Graduate Seminar

Location:  CL 317 and Livestream

Speaker: Mahbuba Rahman

MSc Student supervised by Michael Kozdron

Title:  Quantum Probability and a Quantum Bayes' Rule on an Infinite-dimensional Hilbert Space

Zoom: https://uregina-ca.zoom.us/j/92053635111?pwd=U25NcEp6amlGV1YrRDdnUm5qNlhaUT09

Abstract:

In this talk we will consider a normalised positive operator valued measure (POVM) on an infinite-dimensional Hilbert space to measure a quantum system. To construct the mathematical formulation of the quantum measurement, the states of the quantum system are modelled by full rank density operators on an infinite-dimensional Hilbert space. Farenick, Plosker, Smith (2011) and Farenick, Kozdron (2012) generalized classical limiting results to the quantum setting. In the classical setting, the Radon-Nikodym theorem is fundamental for proving existence of conditional expectation in probability. Farenick and Kozdron (2012) used the non-principal Radon-Nikod´ym derivative to construct a quantum conditional expectation and proved a quantum version of Bayes’ rule.

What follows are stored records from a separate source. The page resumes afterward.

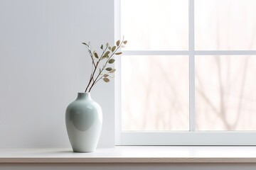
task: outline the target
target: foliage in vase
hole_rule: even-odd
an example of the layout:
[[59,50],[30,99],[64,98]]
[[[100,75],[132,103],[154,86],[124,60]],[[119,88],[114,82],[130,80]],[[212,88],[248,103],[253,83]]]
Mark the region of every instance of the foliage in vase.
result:
[[100,53],[95,50],[92,50],[90,42],[82,42],[87,48],[92,65],[90,80],[85,92],[90,92],[92,88],[101,79],[107,83],[110,81],[110,78],[114,78],[114,73],[116,69],[111,66],[115,61],[113,57],[122,55],[122,52],[118,52],[118,50],[120,47],[124,47],[127,43],[127,41],[123,38],[122,40],[117,40],[112,47],[108,42],[105,45],[102,45],[100,46],[102,52],[100,55]]

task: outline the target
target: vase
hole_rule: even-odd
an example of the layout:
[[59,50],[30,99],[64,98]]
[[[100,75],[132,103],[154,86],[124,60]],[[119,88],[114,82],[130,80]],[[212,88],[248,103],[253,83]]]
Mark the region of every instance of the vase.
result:
[[65,124],[74,152],[95,150],[102,126],[102,111],[90,93],[78,93],[78,98],[68,105]]

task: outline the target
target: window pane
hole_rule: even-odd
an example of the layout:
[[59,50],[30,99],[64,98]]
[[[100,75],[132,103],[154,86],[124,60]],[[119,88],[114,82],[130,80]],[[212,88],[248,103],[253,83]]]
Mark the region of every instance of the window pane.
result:
[[256,50],[255,0],[196,0],[196,50]]
[[122,57],[122,130],[188,130],[188,57]]
[[256,56],[196,56],[198,130],[256,130]]
[[188,0],[122,0],[125,50],[188,50]]

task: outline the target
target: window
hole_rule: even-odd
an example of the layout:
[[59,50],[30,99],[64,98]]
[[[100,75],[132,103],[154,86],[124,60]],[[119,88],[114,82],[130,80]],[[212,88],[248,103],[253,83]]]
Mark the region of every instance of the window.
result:
[[256,1],[120,1],[117,144],[256,144]]

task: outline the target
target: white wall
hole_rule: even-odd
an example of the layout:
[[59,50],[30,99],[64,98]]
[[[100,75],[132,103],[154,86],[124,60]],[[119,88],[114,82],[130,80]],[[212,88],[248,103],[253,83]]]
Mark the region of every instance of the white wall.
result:
[[[70,147],[65,108],[91,69],[84,41],[114,42],[114,0],[0,0],[0,147]],[[99,147],[113,147],[114,83],[92,96]]]

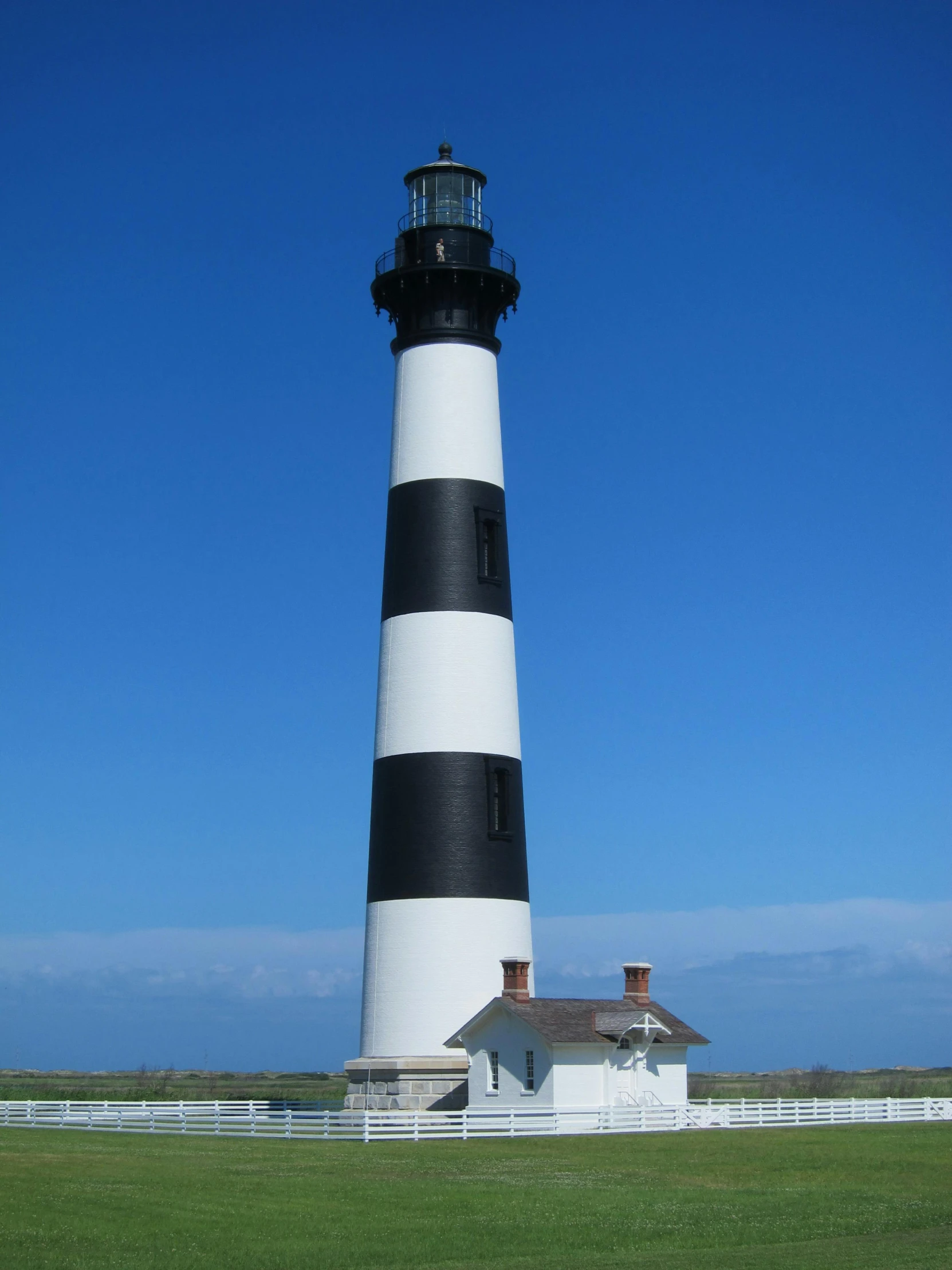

All of the aforementioned work was done for a finite-dimensional Hilbert space. McLaren, Plosker and Ramsey (2020) defined a Radon-Nikodym derivative for an infinite-dimensional Hilbert space. Building on that work, in this talk we made necessary changes to extend those results to prove a quantum version of Bayes' rule on an infinite-dimensional Hilbert space.